I think I figured it out. The problem was that my ceph.conf file only
listed the first machine in mon_initial_members and in mon_host. I'm not
sure why. I added the other monitors, restarted the monitors and the
managers, and everything is now working as expected. I have now upgraded
all the monitors and all the managers to Pacific and Rocky 9. Now on to the
OSDs. Well, maybe next week...

On Thu, Oct 26, 2023 at 5:37 PM Tyler Stachecki <stachecki.tyler@xxxxxxxxx>

> On Thu, Oct 26, 2023, 8:11 PM Jorge Garcia <jgarcia@xxxxxxxxxxxx> wrote:
>> Oh, I meant that "ceph -s" just hangs. I didn't even try to look at the
>> I/O. Maybe I can do that, but the "ceph -s" hang just freaked me out.

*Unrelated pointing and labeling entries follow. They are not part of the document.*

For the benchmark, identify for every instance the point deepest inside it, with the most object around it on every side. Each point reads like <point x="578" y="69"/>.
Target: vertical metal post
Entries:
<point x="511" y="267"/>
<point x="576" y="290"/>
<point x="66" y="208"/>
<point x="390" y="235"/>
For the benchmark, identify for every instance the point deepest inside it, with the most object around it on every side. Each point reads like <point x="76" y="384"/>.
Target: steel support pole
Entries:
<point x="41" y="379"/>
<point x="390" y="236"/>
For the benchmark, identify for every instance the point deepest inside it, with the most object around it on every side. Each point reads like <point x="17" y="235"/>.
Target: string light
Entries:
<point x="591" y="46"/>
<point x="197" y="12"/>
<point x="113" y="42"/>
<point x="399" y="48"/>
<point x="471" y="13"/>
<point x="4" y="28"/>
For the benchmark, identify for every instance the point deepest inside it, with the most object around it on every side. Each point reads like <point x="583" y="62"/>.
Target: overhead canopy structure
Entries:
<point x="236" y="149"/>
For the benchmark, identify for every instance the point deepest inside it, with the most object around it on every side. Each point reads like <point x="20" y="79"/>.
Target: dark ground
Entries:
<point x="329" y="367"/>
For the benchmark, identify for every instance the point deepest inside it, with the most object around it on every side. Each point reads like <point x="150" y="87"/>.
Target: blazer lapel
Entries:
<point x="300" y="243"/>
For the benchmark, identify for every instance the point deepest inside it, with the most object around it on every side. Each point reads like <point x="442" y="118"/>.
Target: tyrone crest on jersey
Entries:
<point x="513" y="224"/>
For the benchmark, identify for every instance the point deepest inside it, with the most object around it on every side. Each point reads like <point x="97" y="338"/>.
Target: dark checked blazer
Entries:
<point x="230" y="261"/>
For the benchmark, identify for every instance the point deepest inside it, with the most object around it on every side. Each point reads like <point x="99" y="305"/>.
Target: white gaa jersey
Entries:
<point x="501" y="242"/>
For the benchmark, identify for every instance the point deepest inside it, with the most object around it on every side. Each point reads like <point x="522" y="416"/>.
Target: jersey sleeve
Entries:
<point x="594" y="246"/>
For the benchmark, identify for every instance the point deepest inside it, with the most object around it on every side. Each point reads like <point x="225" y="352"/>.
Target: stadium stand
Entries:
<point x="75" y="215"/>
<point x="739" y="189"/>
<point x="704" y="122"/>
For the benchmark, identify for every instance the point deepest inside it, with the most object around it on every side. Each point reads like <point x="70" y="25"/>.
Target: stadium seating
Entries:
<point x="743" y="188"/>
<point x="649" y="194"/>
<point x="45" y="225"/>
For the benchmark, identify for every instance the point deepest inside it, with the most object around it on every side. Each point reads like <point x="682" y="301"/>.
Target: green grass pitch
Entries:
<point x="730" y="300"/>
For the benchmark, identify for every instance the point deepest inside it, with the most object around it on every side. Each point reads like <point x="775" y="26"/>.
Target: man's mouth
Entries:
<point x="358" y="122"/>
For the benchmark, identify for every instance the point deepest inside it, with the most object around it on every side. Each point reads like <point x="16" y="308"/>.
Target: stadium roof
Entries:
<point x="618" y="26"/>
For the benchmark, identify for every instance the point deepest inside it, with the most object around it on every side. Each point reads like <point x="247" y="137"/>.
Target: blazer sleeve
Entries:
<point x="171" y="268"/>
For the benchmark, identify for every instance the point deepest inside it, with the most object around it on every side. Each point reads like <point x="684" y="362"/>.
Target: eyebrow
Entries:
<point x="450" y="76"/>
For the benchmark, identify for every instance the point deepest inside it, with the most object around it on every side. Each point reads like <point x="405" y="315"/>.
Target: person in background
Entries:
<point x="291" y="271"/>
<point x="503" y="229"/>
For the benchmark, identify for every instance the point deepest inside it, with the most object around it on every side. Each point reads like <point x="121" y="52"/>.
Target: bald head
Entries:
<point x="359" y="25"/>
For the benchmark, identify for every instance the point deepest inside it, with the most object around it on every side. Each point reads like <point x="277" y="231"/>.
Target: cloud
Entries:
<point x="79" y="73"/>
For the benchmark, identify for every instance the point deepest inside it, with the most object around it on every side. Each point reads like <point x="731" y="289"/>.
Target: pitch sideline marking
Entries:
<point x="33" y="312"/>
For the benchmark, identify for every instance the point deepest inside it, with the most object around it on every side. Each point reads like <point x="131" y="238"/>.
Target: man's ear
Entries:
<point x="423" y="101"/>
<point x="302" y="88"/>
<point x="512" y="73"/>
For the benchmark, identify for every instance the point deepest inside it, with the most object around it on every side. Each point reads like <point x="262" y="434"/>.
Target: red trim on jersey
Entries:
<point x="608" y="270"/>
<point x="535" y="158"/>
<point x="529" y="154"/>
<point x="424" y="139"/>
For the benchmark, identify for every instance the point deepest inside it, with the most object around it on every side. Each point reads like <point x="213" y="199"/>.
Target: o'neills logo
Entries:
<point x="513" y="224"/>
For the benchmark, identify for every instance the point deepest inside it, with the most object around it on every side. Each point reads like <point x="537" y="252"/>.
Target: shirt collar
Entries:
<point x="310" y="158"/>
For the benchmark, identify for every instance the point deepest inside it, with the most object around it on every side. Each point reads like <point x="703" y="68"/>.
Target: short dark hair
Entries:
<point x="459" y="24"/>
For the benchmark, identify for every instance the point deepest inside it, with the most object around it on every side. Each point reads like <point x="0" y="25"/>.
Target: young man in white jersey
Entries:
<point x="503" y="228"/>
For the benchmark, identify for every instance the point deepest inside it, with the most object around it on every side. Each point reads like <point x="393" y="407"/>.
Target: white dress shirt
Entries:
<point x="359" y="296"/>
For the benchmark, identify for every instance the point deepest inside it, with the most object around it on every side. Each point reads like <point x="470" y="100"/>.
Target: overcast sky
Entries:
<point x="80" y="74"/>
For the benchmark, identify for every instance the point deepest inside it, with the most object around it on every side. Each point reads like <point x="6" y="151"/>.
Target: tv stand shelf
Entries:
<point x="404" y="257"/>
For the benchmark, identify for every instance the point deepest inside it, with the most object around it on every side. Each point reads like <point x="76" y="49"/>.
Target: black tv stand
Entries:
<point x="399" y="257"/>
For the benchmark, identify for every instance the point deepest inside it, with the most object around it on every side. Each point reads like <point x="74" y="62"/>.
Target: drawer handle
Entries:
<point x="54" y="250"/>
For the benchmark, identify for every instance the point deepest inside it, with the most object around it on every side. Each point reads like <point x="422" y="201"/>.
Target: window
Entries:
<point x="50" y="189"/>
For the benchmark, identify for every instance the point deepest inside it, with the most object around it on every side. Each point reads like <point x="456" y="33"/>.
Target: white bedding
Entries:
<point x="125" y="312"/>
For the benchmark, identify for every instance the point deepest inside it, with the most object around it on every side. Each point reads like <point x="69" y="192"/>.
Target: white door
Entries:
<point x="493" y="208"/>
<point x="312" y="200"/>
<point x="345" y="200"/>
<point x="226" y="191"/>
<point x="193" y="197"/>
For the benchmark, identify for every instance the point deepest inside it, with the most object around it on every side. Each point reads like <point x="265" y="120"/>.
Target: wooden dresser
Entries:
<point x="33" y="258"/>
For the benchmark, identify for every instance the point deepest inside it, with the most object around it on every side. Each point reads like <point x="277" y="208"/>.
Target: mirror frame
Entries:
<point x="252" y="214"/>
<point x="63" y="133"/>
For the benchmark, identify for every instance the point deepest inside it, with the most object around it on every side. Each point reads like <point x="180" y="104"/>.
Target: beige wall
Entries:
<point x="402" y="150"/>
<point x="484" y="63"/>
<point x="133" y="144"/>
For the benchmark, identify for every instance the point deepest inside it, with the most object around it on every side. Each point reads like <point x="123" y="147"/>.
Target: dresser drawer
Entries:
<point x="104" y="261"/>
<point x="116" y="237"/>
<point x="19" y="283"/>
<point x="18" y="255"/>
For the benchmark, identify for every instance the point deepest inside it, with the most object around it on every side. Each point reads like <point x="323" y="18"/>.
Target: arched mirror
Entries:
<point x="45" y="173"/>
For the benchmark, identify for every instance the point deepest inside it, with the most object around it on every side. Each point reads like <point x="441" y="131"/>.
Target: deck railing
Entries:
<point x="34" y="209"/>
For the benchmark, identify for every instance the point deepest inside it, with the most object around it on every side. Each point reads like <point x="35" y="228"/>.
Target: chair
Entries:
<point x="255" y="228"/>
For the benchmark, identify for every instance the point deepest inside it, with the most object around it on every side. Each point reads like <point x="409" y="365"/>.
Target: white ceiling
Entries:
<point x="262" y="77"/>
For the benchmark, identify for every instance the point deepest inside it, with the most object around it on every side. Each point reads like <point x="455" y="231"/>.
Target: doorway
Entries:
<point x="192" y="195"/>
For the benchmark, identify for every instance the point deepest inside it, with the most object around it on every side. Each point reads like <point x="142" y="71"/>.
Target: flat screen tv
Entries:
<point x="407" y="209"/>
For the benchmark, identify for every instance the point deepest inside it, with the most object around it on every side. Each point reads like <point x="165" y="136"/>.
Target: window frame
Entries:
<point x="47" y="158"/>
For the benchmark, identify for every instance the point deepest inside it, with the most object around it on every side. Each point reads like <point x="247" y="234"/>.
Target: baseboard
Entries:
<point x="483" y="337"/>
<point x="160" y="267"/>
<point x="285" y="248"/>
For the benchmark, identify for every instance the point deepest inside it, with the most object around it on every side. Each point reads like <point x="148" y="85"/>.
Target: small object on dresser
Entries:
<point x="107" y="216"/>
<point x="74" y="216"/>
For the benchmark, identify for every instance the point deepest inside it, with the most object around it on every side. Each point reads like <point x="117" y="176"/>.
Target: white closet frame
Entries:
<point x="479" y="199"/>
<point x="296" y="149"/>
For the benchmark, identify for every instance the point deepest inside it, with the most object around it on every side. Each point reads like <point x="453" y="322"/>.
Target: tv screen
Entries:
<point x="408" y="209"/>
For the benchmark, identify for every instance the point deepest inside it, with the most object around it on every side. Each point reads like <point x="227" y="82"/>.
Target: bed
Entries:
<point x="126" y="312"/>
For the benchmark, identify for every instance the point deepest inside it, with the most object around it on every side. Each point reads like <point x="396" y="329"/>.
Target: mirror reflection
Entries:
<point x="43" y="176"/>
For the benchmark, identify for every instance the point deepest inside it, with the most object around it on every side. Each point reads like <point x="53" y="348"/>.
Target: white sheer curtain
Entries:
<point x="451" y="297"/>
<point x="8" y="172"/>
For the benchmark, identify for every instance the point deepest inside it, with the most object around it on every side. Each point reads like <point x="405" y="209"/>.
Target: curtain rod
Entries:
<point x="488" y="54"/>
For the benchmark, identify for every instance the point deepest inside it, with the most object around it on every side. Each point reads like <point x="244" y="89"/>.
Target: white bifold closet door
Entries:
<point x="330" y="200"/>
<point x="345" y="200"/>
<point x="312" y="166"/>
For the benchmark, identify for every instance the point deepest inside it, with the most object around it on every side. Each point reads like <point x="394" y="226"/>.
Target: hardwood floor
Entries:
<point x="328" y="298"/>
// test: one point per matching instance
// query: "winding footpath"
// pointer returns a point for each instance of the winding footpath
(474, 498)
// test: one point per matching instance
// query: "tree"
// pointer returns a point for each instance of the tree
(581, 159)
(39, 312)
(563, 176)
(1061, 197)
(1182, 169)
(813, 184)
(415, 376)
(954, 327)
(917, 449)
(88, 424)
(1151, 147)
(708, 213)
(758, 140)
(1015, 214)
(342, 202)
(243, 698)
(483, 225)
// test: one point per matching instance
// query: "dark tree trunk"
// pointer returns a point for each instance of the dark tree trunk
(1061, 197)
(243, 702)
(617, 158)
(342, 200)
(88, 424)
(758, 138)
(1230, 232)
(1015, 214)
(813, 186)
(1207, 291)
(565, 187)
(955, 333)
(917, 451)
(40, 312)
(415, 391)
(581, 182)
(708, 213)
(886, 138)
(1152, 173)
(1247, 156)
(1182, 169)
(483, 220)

>> Also, I know that the recommended order is mon->mgr->osd->mds->rgw, but
>> when you run mgr on the same hardware as the monitors, it's hard to not
>> upgrade both at the same time. Particularly if you're upgrading the whole
>> machine at once. Here's where upgrading to the new container method will
>> help a lot! FWIW, the managers seem to be running fine.
> I recently did something like this, so I understand that it's difficult.
> Most of my testing and prep-work was centered around exactly this problem,
> which was avoided by first upgrading mons/mgrs to an interim OS while
> remaining on Octopus -- solely for the purposes of opening an avenue from
> Octopus to Quincy separate from tbe OS upgrade.
> In my pre-prod resting, trying to upgrade the mons/mgrs without that
> middle step that allowed mgrs to be upgraded separately did result in `ceph
> -s` locking up. Client I/O remained non-impacted in this state though.
> Maybe look at which mgr is active and/or try stopping all but the Octopus
> mgr when stopping the mon as well?
> Cheers,
> Tyler
>> On Thu, Oct 26, 2023 at 4:57 PM Tyler Stachecki <
>> stachecki.tyler@xxxxxxxxx> wrote:
>>> On Thu, Oct 26, 2023 at 6:52 PM Jorge Garcia <jgarcia@xxxxxxxxxxxx>
>>> wrote:
>>> >
>>> > Hi Tyler,
>>> >
>>> > Maybe you didn't read the full message, but in the message you will
>>> notice that I'm doing exactly that, and the problem just occurred when I
>>> was doing the upgrade from Octopus to Pacific. I'm nowhere near Quincy yet.
>>> The original goal was to move from Nautilus to Quincy, but I have gone to
>>> Octopus (no problems) and now to Pacific (problems).
>>> I did not, apologies -- though do see my second message about ordering
>>> mon/mgr ordering...
>>> When you say "the cluster becomes unresponsive" -- does the client I/O
>>> lock up, or do you mean that `ceph -s` and such hangs?
>>> May help to look to Pacific mons via the asok and see if they respond
>>> in such a state (and their status) if I/O is not locked up and you can
>>> afford to leave it in that state for a couple minutes:
>>> $ ceph daemon mon_status
>>> Cheers,
>>> Tyler